Oft wird behauptet, dass Cannabis eine Einstiegsdroge sei. Doch jeder, der sich schon einmal ein bisschen mit der Materie beschäftigt hat, weiß, dass man von einem Zug am Joint nicht als Heroinabhängiger endet. Eine neue Studie des Columbia University Medical Centers besagt nun aber, dass Alkohol die Einstiegsdroge ist.
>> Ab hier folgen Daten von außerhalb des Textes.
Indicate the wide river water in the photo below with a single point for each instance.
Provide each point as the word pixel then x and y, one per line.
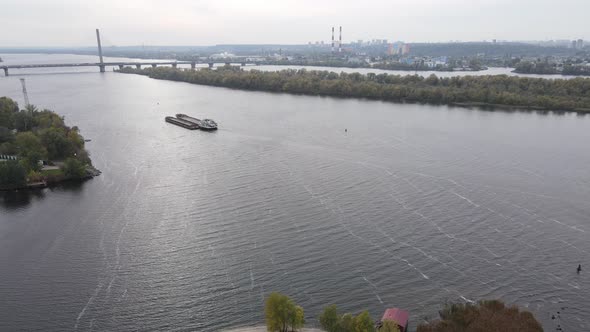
pixel 185 230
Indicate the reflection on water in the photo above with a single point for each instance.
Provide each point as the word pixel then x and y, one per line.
pixel 17 199
pixel 12 200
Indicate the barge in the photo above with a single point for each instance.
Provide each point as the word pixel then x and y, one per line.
pixel 182 123
pixel 205 124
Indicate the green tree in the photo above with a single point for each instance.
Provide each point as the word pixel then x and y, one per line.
pixel 492 316
pixel 12 174
pixel 297 318
pixel 329 319
pixel 74 169
pixel 363 322
pixel 389 326
pixel 5 135
pixel 27 143
pixel 30 160
pixel 282 313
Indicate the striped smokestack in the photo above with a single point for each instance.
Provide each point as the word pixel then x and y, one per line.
pixel 340 41
pixel 332 39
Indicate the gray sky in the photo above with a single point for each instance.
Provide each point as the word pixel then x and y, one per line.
pixel 207 22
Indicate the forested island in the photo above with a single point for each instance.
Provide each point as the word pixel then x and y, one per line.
pixel 500 90
pixel 37 148
pixel 546 68
pixel 386 65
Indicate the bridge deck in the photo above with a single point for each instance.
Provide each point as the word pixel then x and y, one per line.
pixel 95 64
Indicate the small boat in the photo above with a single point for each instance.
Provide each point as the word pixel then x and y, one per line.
pixel 205 124
pixel 181 123
pixel 208 124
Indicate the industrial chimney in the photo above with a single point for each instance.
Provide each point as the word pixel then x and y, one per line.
pixel 340 42
pixel 332 39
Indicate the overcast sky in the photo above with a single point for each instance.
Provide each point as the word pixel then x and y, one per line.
pixel 208 22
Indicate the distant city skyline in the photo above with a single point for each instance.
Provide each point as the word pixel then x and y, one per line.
pixel 71 23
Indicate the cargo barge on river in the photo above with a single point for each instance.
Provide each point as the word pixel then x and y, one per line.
pixel 205 124
pixel 182 123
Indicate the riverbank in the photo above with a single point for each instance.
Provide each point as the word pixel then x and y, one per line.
pixel 476 91
pixel 38 149
pixel 263 329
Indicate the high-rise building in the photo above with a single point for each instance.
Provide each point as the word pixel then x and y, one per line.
pixel 406 49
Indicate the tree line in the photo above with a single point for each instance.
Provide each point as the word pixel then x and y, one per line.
pixel 546 68
pixel 283 315
pixel 536 93
pixel 35 137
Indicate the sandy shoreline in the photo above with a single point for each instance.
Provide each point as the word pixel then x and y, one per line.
pixel 263 329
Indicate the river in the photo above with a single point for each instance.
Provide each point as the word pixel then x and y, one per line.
pixel 413 206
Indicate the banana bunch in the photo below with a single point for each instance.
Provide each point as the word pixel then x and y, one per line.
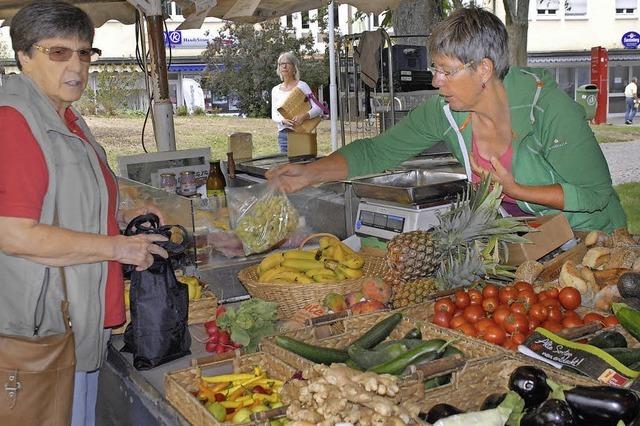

Der Nobelpreisträger Eric Kandel hat durch Versuche mit Ratten festgestellt, dass sie nach kürzester Zeit, in der sie Alkohol konsumiert haben, anfälliger für Kokainsucht wurden. Alkohol baut in einer Hirnregion Proteine ab, die für das Belohnungssystem wichtig sind. Und dieses ist stark mit der Entstehung von Abhängigkeiten verknüpft. Deshalb geht man davon aus, dass Alkohol auch die Sucht nach anderen Drogen verstärkt.

Zehn Tage lang wurde einer Gruppe Ratten Alkohol verabreicht. Eine Kontrollgruppe mit den Tieren bekam Wasser als Vergleich. Nach den zehn Tagen bekamen die Ratten „freiwilligen Zugang“ zu Kokain, konnten sich die Droge also durch einen Hebel besorgen. Das Ergebnis: die Ratten, die zuvor mit Alkohol versorgt wurden, waren viel gieriger auf das Kokain als die, die vorher keinen Alkohol konsumiert hatten.

Viele Menschen sind der Meinung, dass es keine sogenannten Einstiegsdrogen gibt. Jedoch zeigen Erfahrungswerte, dass die meisten, die Drogen konsumieren, mit legalen Drogen angefangen haben. Es gibt aber keinen Beweis, ob diese Erfahrungen die Wahrscheinlichkeit erhöhen, dass zu illegalen bzw. härteren Substanzen gegriffen wird.

In Deutschland, dem Land des Bieres, haben wohl so gut wie alle Drogenkonsumenten mit Alkohol angefangen. Ist aber nur eine Vermutung.